DecisionGraph BEAM Master Plan¶
Direction¶
Primary language choice: - Elixir
Runtime choice: - BEAM / OTP
Position on Gleam: - Do not use Gleam as the primary implementation language for this project. - Re-evaluate Gleam only after the Elixir platform is stable, and only for small pure libraries if it gives a clear advantage.
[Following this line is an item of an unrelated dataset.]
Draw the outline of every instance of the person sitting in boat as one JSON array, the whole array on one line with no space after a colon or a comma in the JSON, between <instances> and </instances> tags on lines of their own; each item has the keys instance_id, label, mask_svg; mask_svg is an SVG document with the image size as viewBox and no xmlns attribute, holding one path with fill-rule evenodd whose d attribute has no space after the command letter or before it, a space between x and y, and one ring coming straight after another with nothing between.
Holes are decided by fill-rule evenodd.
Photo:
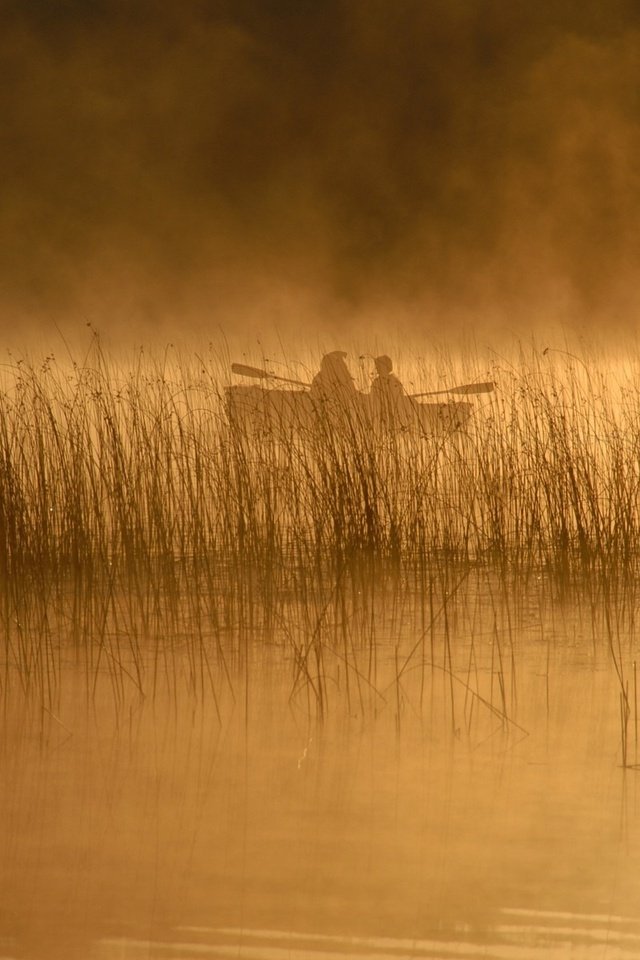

Why this path: - The current codebase is already strong as a deterministic reference implementation in Python. - The biggest upside from BEAM is not syntax; it is supervision, fault tolerance, concurrency, background workers, and long-running service architecture. - The smartest move is to turn DecisionGraph into a serious Elixir platform without throwing away the Python semantics too early.
End Product¶
The end product is a distributed decision intelligence platform with:
- append-only decision event ingestion
- deterministic replay and projection rebuilding
- real-time projection workers and health monitoring
- precedent search and decision similarity workflows
- human approval and exception flows
- investigation-grade trace and graph exploration
- multi-tenant APIs and operational controls
- live operator UI with streaming updates
- Python SDK and service APIs for AI agents and automation systems
- a BEAM-native runtime that can scale into a serious production system
Core Principles¶
- Keep the current Python implementation as the semantic reference for the frozen core.
- Move infrastructure concerns to Elixir first: ingestion, jobs, projections, APIs, realtime, supervision.
- Rewrite pure domain semantics into Elixir only when parity evidence and product value justify it.
- Use Postgres as the primary production datastore for the BEAM platform.
- Treat determinism, replay, and auditability as non-negotiable product features.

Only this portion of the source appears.